Yesterday, the White House announced that there had been “an attempted act of terrorism” aboard a trans-Atlantic Northwest Airlines flight arriving from Amsterdam as it was preparing to land in Detroit. The suspect — identified as a 23-year old Nigerian man named Abdul Farouk Umar Abdulmutallab — “certainly thought he was trying to take down the plane,” according to a White House official.
The suspect reportedly had explosive powder taped to his leg and tried to light it on fire. He told investigators he was given the device by al Qaeda operatives in Yemen. “This guy claims he is tied to al Qaeda, specifically in Yemen,” the official said. “He claims he was on orders from al Qaeda in Yemen. Who knows if that’s true?”
Two passengers aboard the plane noticed the attempted attack, and “a third person jumped on the man and subdued him, an airline official told NBC News.” Flight attendants ran to get the fire extinguisher and the fire was soon doused. One passenger, Syed Jafry, remarked, “It was the time to be proud to be an American for sure.”
“It’s not surprising,” U.S. Rep. Pete Hoekstra, a Holland Republican, said of the alleged terrorist attempt to blow up a Northwest Airlines flight in Detroit. … “People have got to start connecting the dots here and maybe this is the thing that will connect the dots for the Obama administration,” Hoekstra said. [...]
Hoekstra hadn’t yet been briefed on the incident but said he is already calling or the Obama administration to meet with Intelligence Committee members to fully inform them about the alleged terrorism attempt at the Detroit airport.
In an effort to try to prove his case for why the Obama administration is failing to “connect the dots,” Hoekstra issued this condemnatory tweet last night:
While Hoekstra hadn’t been briefed, his colleague Rep. Peter King (R-NY) was. And King — the ranking member of the House Homeland Security Committee — wasted no time alerting the media to much of what he was told.
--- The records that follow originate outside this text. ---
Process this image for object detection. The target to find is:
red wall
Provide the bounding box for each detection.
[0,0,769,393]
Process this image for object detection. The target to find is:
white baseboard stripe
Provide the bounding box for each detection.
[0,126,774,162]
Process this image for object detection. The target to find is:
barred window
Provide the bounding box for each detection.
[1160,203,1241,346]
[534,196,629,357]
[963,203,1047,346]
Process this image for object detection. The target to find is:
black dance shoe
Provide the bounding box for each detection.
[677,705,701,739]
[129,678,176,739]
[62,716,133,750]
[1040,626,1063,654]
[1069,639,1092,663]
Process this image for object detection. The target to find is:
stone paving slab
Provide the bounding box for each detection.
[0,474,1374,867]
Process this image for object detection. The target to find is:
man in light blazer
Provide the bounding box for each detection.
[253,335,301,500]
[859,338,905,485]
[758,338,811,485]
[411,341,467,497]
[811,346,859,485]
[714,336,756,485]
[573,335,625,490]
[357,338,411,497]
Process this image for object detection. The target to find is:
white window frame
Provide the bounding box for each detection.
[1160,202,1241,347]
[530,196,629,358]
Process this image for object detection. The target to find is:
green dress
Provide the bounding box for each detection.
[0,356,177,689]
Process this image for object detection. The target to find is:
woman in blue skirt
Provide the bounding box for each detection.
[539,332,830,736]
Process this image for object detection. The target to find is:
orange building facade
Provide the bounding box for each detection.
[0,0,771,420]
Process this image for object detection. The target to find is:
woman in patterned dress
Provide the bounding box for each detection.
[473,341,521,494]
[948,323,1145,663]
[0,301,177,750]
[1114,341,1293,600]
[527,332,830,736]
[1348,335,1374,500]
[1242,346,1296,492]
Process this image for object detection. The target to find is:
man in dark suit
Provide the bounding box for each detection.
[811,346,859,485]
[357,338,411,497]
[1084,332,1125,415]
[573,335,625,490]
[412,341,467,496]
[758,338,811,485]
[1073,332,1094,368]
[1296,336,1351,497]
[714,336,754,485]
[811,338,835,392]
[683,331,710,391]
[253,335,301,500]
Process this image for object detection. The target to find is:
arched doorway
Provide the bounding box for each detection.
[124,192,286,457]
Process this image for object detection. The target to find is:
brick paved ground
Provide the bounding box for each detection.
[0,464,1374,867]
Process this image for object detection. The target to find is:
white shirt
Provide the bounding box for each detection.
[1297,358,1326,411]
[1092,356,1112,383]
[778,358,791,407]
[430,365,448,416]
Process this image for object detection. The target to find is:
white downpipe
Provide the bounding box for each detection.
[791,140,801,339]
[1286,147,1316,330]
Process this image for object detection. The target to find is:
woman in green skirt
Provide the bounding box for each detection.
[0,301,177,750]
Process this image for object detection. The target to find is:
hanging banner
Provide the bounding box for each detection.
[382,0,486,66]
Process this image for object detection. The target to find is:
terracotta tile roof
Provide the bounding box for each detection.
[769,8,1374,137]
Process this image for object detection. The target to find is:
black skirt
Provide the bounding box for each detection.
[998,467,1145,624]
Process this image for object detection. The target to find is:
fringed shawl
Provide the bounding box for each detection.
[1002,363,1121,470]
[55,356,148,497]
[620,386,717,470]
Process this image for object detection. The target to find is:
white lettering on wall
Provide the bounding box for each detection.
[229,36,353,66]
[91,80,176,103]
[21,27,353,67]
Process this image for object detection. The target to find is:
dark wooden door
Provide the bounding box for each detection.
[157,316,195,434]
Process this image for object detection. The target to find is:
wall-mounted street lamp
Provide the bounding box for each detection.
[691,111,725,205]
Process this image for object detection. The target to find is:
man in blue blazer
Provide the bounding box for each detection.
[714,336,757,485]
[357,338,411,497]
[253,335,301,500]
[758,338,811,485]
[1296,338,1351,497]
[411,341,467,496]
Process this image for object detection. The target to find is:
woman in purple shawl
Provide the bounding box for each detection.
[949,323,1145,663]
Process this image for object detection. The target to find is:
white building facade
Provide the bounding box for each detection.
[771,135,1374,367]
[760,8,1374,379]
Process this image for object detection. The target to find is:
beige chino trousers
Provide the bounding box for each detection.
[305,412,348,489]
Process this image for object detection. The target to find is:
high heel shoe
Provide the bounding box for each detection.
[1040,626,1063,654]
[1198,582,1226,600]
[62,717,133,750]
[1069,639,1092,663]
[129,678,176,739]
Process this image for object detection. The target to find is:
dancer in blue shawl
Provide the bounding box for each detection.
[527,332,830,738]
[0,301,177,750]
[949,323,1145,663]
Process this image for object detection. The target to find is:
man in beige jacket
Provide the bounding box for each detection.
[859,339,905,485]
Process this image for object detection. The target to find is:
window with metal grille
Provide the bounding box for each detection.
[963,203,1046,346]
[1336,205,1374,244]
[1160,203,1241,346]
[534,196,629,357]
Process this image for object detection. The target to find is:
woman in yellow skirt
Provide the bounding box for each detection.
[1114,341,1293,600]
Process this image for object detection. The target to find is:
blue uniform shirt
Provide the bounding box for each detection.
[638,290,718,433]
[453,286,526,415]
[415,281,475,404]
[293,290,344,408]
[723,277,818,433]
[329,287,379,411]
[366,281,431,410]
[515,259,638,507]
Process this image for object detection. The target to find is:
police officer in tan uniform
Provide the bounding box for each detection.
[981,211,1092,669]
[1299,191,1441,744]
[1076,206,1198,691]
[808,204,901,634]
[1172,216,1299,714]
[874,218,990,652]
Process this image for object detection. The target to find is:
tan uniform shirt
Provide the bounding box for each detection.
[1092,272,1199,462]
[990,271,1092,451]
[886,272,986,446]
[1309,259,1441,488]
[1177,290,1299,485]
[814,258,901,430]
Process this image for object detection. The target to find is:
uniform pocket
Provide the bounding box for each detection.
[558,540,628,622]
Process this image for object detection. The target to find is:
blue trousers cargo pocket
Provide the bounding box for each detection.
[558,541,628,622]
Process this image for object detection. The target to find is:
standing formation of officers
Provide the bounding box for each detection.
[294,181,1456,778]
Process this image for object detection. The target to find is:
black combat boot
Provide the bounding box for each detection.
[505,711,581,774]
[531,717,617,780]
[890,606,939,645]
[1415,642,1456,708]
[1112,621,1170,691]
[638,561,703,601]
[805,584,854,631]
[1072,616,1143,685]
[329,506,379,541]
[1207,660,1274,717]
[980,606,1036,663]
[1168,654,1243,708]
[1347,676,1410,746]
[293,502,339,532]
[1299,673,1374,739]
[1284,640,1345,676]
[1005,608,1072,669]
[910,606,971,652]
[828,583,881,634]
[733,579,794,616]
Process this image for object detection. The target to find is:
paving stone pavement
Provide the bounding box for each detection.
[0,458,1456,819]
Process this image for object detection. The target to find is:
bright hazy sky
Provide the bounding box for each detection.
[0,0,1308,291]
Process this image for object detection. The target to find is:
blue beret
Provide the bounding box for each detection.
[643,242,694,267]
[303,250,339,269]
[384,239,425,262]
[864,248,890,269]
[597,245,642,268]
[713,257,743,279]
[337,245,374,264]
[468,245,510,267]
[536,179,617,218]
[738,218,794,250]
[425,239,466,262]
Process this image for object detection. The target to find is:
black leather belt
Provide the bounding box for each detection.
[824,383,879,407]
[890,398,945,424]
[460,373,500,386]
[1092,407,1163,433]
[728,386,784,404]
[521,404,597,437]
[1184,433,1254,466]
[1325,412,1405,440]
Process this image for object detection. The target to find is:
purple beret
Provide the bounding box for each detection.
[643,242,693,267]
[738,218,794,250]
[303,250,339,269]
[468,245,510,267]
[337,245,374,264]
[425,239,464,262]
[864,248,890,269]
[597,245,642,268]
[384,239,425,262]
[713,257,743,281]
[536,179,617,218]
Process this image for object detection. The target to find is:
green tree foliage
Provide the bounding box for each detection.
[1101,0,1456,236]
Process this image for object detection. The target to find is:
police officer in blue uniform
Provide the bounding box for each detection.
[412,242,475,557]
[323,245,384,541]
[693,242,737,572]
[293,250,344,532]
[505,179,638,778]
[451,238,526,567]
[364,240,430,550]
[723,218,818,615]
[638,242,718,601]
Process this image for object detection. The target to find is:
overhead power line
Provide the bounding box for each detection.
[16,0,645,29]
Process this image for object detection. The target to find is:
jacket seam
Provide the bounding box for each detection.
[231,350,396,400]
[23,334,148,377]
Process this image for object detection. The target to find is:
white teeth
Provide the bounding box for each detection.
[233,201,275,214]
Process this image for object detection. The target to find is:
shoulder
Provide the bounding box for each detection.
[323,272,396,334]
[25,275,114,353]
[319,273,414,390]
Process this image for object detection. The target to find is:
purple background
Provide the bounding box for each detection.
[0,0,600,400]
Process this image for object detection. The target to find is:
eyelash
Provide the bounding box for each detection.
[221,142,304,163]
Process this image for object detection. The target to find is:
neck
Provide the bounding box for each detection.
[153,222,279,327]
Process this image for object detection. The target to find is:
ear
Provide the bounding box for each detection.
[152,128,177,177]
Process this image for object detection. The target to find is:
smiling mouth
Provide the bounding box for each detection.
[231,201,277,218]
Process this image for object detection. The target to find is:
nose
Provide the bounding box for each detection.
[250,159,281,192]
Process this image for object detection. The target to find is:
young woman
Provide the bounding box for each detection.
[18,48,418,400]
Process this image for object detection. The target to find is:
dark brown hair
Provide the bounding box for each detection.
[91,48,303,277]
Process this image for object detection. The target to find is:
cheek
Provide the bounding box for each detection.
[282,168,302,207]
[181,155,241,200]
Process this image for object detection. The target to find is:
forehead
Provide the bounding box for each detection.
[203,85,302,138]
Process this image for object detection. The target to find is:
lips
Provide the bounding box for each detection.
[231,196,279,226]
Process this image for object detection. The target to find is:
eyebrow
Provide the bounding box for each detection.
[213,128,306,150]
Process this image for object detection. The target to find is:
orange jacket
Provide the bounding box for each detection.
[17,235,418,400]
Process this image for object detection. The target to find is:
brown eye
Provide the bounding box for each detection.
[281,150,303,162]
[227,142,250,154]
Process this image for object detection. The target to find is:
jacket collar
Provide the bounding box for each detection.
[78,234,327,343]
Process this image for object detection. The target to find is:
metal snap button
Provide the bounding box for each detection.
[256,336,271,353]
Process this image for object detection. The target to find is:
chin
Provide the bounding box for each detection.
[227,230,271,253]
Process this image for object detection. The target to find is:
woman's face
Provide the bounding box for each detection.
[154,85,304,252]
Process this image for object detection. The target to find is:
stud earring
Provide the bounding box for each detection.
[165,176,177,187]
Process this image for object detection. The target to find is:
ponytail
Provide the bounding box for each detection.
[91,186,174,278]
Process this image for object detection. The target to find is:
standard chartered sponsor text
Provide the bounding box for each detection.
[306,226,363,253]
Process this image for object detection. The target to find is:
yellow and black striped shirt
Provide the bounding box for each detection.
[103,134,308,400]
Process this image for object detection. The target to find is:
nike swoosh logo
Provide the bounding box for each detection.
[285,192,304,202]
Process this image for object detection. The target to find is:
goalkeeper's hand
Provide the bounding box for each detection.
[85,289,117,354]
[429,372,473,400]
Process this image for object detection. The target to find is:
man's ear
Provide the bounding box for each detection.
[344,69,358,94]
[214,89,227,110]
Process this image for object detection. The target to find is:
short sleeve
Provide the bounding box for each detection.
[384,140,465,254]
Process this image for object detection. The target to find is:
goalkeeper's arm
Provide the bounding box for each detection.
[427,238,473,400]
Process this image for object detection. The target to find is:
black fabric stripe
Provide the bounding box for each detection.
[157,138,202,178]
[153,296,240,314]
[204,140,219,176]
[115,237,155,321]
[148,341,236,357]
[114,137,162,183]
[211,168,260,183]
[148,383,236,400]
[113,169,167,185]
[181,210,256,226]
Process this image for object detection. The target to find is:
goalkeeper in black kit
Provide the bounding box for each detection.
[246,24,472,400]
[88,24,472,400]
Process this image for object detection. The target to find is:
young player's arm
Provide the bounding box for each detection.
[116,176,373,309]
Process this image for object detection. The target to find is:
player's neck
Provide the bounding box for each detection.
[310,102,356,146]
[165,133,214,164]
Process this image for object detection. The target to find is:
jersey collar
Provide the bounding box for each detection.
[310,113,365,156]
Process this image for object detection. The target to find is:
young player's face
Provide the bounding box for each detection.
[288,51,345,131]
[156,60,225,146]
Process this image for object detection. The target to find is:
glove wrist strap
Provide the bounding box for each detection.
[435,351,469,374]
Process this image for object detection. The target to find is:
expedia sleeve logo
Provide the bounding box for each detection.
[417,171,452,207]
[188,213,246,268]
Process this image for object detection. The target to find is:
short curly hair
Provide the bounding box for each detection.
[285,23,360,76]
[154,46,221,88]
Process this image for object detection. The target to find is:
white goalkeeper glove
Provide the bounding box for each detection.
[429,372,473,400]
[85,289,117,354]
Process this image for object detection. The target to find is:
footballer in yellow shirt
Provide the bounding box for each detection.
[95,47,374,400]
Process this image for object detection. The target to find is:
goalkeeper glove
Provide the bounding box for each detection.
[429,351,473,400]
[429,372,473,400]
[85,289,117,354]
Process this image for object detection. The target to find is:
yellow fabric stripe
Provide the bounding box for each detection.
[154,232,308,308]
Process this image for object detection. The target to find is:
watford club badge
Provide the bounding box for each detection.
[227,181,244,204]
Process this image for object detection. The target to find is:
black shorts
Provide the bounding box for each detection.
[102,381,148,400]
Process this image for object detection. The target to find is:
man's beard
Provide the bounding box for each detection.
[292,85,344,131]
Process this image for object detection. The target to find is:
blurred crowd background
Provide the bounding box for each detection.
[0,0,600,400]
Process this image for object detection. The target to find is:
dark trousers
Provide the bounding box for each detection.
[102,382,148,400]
King rushed to Fox and CNN last night to begin issuing blame against security officials who allowed the suspect to board. “His name was in a database indicating significant terrorist connections,” King said, adding, “I’m not trying to be a Monday morning quarterback here…but let’s see what was missed.”
The Obama administration announced that “additional security measures are being taken in response to the incident, without raising the airline threat level.”
The attempted terrorist attack on the Northwest Airlines flight Friday fell “almost to the day eight years after another failed solo attack” by the so-called “shoe bomber” Richard Reid.